The 'Crazy' singer has told of how he felt the need to reactivate the mob "before the world writes us off," explaining that he switched his focus back to his southern rap roots after 2010's The Lady Killer was recorded. "I did realize at some point that we had been poised for a purpose," he says. Within the group "there's a seamlessness that is second nature and second skin. We've known each other all our lives. I still feel like we are one unit. I can speak my deepest darkest truth because I have company in that mystery and camaraderie in that conflict."
Age Against The Machine Is Out Now.
The singer also spoke of the strength that is channelled through his group's unique appeal: "Quartets are almost non-existent in hip-hop. Our collective understanding was to consolidate who we are and invest that energy back into us. We are earth, wind, fire and water." Early reviews are giving ...Machine the nod and have noted that the new work harks back to their Soul Food roots, rather than their more millennial music.

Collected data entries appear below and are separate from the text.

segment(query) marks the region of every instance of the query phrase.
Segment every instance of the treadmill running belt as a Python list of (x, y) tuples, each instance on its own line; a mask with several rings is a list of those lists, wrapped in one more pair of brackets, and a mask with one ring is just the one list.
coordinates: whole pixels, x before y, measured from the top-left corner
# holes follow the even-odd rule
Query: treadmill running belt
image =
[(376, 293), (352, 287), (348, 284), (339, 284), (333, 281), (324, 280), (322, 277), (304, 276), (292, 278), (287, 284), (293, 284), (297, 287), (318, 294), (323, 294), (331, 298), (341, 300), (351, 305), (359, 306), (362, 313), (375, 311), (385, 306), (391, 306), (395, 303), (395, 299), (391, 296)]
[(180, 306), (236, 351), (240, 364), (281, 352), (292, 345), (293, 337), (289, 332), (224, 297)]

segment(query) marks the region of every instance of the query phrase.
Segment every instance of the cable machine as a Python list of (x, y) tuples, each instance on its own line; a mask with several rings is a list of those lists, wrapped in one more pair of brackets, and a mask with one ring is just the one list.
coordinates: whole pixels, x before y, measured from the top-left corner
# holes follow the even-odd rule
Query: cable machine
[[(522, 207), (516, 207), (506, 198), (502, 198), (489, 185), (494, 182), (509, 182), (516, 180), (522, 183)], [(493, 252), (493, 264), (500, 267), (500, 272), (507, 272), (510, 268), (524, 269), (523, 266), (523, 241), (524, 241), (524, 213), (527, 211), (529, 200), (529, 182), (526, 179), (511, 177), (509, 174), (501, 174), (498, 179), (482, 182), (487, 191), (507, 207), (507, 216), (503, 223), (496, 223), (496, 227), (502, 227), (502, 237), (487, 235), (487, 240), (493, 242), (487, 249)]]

With age and wisdom on his side now, 22 years after he and his rap comrades formed Goodie Mob, Green has bigger plans than ever, aiming for a musical transcendence. "I don't want to do black music or hip-hop," he says. "We have to be bigger than black. I want to do great music. That's our mission statement. We'd like to acquire the color of transparency. This should be a prolonged color of clarity. That's what I want for myself and for people."